I also love making things with my hands. especially things that get me food!

----------


## whitewater4x4

I read you guys saying 12 ga and such things . I hate biting down on lead pellets that have been cooked into my food so I use a 22 mostly . Have some small game points for my archery gear . Have only killed a bothersome groundhog with that . I managed once to injure a squirrel bad enough once with a wrist rocket (bean flip) that I was able to run it down and stomp it to death . I don't recommend that approach though . I was lucky the thing didn't turn on    me . My brother has harvested squirrel with a blowgun . I've been wanting to try an old style sling (like David used ) . Also have a 800 or 900 ft per second air rifle that I have been thinking about using . Don't know if it is legal here in Arkansas .  When my kids were little we had some lighter than legal for deer hunting bows . I asked a  warden about using them on rabbits . He said it is ok . I figure it probably the same for squirrel .

----------


## RandyRhoads

I'd try small traps, or for more fun a big bore blow gun with blunt darts, to save the fur. What's a good way to harvest squirrel without having to worry about the risk of plague from the fleas?


I could never shoot a squirrel with a shotgun. So many bbs. So much damage. So many holes.
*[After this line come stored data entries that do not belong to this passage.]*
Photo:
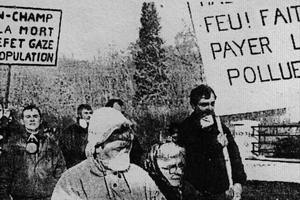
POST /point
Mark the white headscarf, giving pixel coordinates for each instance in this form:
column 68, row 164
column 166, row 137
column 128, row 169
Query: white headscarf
column 102, row 123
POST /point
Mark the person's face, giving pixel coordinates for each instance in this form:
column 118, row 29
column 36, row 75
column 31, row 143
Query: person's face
column 86, row 115
column 174, row 135
column 172, row 169
column 1, row 111
column 206, row 106
column 118, row 107
column 114, row 153
column 31, row 119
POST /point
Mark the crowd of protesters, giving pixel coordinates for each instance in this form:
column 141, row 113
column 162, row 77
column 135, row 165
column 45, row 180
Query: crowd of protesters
column 100, row 157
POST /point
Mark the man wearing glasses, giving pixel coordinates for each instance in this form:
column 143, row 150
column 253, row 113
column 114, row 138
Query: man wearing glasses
column 107, row 172
column 204, row 144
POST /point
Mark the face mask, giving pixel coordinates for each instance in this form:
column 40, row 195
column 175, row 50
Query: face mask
column 83, row 123
column 32, row 144
column 120, row 162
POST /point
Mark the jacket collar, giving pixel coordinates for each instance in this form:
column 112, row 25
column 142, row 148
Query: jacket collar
column 98, row 168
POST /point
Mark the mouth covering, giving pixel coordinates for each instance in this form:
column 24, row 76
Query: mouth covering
column 103, row 122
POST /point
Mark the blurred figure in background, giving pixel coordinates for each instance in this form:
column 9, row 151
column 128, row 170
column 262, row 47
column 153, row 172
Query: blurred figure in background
column 107, row 173
column 165, row 164
column 172, row 132
column 137, row 151
column 33, row 162
column 74, row 138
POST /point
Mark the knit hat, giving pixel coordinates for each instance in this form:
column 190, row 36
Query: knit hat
column 102, row 124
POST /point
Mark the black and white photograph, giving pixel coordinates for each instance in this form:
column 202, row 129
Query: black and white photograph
column 150, row 100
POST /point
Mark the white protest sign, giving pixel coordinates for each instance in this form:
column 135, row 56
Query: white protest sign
column 29, row 36
column 250, row 52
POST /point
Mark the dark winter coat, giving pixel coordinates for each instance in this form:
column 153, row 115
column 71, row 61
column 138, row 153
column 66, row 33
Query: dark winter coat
column 205, row 163
column 30, row 176
column 72, row 143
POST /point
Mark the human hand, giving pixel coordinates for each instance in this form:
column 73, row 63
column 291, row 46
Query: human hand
column 206, row 121
column 222, row 139
column 234, row 192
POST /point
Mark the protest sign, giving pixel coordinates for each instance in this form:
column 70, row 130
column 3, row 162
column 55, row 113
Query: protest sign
column 250, row 52
column 29, row 36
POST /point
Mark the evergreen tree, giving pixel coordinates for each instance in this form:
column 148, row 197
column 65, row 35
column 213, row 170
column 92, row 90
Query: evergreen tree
column 149, row 56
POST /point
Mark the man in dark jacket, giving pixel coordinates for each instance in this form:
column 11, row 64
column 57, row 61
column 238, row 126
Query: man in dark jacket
column 74, row 138
column 33, row 162
column 205, row 162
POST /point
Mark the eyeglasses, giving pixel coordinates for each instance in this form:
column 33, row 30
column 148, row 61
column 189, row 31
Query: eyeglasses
column 173, row 168
column 205, row 104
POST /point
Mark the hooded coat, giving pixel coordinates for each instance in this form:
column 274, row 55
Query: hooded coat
column 184, row 192
column 90, row 180
column 27, row 176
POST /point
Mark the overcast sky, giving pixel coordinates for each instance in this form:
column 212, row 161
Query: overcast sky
column 89, row 26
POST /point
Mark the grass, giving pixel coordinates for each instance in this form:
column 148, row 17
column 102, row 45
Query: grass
column 263, row 190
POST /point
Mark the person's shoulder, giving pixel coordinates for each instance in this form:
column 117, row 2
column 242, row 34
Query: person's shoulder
column 76, row 171
column 137, row 171
column 72, row 127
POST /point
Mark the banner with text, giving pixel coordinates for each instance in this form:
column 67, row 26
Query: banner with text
column 29, row 36
column 250, row 52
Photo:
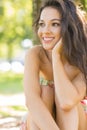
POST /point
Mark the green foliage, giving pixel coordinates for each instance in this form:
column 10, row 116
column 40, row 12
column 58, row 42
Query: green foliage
column 15, row 22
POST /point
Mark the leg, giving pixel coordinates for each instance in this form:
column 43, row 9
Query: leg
column 67, row 120
column 48, row 98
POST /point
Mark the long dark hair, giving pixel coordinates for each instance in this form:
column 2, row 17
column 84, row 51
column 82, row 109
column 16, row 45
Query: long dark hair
column 74, row 33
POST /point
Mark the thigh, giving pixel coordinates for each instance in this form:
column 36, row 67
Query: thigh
column 48, row 97
column 67, row 120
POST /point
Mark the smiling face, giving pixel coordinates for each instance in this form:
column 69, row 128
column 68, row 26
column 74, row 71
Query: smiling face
column 49, row 31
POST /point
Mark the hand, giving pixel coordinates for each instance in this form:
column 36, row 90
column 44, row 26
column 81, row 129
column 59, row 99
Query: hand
column 58, row 47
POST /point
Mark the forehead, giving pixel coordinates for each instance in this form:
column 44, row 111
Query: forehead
column 50, row 13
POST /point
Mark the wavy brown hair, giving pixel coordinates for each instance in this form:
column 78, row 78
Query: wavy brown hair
column 74, row 32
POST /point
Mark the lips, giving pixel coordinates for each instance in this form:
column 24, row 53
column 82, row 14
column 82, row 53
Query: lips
column 47, row 39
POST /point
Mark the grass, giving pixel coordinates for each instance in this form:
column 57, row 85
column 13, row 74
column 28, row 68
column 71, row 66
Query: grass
column 11, row 83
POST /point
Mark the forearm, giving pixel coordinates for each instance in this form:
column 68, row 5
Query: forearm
column 40, row 114
column 66, row 92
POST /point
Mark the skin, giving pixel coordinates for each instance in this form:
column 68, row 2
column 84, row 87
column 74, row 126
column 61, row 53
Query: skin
column 69, row 88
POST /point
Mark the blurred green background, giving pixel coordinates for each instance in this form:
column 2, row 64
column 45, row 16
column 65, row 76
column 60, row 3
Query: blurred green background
column 16, row 37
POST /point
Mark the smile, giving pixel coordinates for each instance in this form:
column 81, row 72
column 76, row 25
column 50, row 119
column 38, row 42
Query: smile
column 48, row 39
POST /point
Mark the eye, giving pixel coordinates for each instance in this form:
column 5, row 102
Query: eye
column 41, row 24
column 55, row 24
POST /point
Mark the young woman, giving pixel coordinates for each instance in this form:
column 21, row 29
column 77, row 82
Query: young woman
column 55, row 76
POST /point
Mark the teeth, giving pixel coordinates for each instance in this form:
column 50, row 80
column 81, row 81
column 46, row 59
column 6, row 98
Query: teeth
column 47, row 38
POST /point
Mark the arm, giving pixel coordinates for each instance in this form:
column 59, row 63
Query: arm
column 69, row 93
column 37, row 108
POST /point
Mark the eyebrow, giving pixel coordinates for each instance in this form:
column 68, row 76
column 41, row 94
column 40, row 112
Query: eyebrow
column 52, row 20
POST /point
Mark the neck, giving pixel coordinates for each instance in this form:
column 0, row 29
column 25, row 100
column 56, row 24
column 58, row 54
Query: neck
column 49, row 55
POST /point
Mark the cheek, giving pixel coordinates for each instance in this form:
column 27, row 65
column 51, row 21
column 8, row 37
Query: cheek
column 39, row 33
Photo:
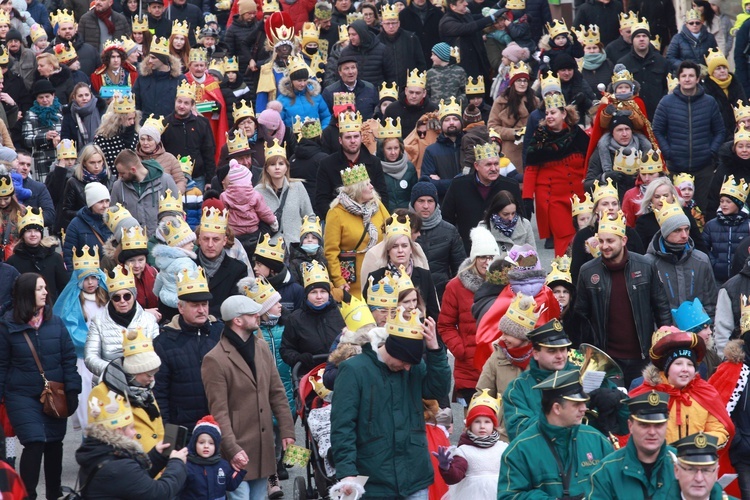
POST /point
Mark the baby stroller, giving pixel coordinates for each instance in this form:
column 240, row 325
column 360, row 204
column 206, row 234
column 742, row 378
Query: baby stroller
column 306, row 400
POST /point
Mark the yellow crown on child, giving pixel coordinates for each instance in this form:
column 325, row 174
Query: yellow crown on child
column 585, row 206
column 390, row 130
column 134, row 238
column 120, row 278
column 214, row 220
column 612, row 225
column 87, row 260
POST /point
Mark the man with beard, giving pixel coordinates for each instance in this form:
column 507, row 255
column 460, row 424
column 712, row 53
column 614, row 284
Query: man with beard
column 620, row 293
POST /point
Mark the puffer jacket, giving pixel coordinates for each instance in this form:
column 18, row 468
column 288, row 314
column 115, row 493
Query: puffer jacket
column 457, row 327
column 685, row 47
column 372, row 62
column 646, row 298
column 685, row 278
column 722, row 242
column 690, row 148
column 179, row 387
column 104, row 342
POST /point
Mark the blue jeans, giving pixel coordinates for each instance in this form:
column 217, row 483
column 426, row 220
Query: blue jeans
column 251, row 490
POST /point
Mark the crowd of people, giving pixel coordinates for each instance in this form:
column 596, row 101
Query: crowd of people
column 222, row 221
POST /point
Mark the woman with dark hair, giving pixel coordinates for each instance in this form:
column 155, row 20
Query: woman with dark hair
column 27, row 332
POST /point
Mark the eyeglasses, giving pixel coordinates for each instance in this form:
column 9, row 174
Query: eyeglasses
column 125, row 297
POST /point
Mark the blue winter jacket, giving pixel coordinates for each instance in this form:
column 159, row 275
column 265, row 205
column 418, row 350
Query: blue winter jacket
column 81, row 231
column 689, row 130
column 21, row 383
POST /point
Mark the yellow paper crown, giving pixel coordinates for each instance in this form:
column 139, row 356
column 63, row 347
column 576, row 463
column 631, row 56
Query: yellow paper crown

So little skill, how can you miss? A .22, blowgun, or traps would be it for me.

----------


## jake abraham

bow & arrow for me

----------


## Wildthang

Once upon a time, Ricks brother was out in a grove of trees hunting squirrels. A game ranger spotted him and caught up with him to check his hunting license. After checking his game bag and license, the ranger asked Ricks brother, where is your gun son? Ricks brother said, Sir I dont use a gun, I just ugly them to death.
The ranger laughed and said, I gota see this! So the ranger followed Ricks brother for a while to see exactly how this works. Soon enough, Rickes brother came to a tree with a squirrel sitting on a fairly low hanging limb. Even though Ricks brother was already ugly, he made a horrible face that even scared the ranger, but the squirrel dropped out of the tree dead as a door nail.
The ranger caught up to him and said, son that is the most amazing thing I have ever seen! Do you know anybody else that can do that? Ricks brother said, " my brother Rick can ugly squirrels to death too ".
So the ranger asked, why isn't he out here hunting with you? And Ricks brother said, nawwwwwwww he tears the meat up too bad!

----------


## Skinner

> I do this:
> 
> 
> Guests can not see images in the messages. Please register in the forum.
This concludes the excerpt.